Aklıma göre, sorunlarımızın altında yatan neden küreselleşme değil: Dünyadaki daha fakir ülkelerdeki kadınlar için özgürlük eksikliği - vücutlarını ele geçirme özgürlüğünün olmaması. Ekonomik ıstırabımız kendi ıstırabını yansıtıyor: Kadınların özgürlük eksikliğinden kaynaklanan yurtdışındaki aşırı nüfus artışı, Batı’daki, özellikle de daha az vasıflı işçilerin ücret artışına zarar veriyor. Bu eşitsizliği etkiler ve işletmelerin yatırım yapması için teşvikleri azaltır.

Ne yazık ki, ekonomideki toplumsal cinsiyet sorunu, kadınların güçlendirilmesi ile günümüzdeki ekonomik problemler arasındaki bağlantının keşfedilmemiş kalması anlamına geliyordu. Batı ekonomisinin karşı karşıya olduğu zorluklar konusunda belki de en saygın kitabını al - Seküler Durgunluk: gerçekler, sebepler ve tedavilerekonomistler Coen Teulings ve Richard Baldwin tarafından düzenlendi. 20'in ya da öylesine katkıda bulunanların hiçbiri kadın değildi - cinsiyetten söz gelmedi. Ve Thomas Piketty'nin Yirmi Birinci Yüzyıl Başkenti. Cinsiyet zor özellikleri hiç. Metinde sadece bir söz saymıştım.

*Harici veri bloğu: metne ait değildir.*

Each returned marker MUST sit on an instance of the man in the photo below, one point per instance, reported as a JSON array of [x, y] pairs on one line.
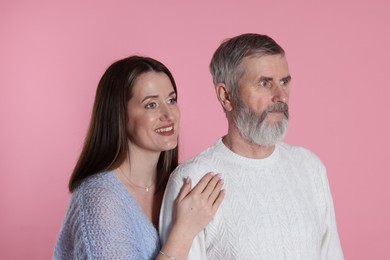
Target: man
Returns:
[[278, 203]]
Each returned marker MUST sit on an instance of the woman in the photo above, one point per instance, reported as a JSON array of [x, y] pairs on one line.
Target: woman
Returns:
[[119, 180]]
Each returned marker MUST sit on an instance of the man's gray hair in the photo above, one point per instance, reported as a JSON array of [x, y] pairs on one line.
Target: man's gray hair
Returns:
[[227, 67]]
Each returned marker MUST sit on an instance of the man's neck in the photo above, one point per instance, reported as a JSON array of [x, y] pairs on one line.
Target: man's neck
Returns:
[[234, 141]]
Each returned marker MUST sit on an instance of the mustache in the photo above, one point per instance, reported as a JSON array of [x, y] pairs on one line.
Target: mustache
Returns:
[[278, 107]]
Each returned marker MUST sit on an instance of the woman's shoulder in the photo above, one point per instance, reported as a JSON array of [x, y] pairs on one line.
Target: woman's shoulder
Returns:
[[102, 189]]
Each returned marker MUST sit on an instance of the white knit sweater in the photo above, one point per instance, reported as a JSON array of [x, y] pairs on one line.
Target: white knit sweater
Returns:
[[275, 208]]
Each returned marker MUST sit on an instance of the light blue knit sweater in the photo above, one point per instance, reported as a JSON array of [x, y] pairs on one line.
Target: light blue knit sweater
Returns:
[[104, 221]]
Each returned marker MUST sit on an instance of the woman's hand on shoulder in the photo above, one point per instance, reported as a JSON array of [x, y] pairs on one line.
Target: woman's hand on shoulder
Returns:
[[196, 208]]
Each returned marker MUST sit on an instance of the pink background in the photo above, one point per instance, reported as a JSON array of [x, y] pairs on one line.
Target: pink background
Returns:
[[53, 53]]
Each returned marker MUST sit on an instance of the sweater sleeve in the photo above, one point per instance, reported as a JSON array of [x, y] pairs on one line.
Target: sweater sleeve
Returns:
[[175, 183], [330, 246], [106, 229]]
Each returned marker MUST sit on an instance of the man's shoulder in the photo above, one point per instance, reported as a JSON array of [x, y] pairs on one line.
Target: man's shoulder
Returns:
[[198, 165], [298, 151]]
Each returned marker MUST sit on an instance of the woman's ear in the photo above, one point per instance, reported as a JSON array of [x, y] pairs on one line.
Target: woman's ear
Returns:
[[223, 96]]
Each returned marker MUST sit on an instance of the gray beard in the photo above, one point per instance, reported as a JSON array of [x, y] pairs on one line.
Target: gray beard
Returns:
[[255, 129]]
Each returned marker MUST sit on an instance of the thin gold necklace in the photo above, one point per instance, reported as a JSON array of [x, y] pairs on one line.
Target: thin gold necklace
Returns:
[[135, 185]]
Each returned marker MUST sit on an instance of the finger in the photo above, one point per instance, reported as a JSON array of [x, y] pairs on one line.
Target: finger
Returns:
[[218, 201], [185, 189], [211, 185], [215, 192], [203, 182]]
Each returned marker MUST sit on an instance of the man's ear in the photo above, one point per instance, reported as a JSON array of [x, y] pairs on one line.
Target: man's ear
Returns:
[[224, 96]]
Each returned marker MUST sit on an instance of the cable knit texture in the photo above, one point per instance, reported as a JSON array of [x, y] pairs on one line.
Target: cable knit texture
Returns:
[[104, 221], [275, 208]]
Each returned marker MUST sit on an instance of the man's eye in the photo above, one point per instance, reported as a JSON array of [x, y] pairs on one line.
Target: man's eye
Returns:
[[151, 105]]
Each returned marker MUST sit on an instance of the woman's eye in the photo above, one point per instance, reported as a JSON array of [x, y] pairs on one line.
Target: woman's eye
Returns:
[[151, 105], [264, 83], [172, 101]]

Ekonominin kendini yeniden biçimlendirme sürecinde, ekonomistlerin disiplinlerinin ciddi bir cinsiyet problemi olduğunu kabul etmeleri gerekir - karşılaştığımız büyük zorluklarla başa çıkacak olursak umutsuzca çözülmesi gereken bir sorun: yavaş büyüme, eşitsizlik ve tekrarlayan krizler . Sorunu yok sayarak ya da disiplinin kendisini değil, değişmesi gereken kadınların olduğunu varsayarak, geçmiş hataları tekrar etmemiz gerekecek. Ve bu herkesi incitir - erkek ya da kadın.

Konuşma

Yazar hakkında

Victoria Bateman, Öğretim Görevlisi ve İktisat Üyesi, University of Cambridge

Bu yazı orijinalinde Konuşma. Okumak Orijinal makale.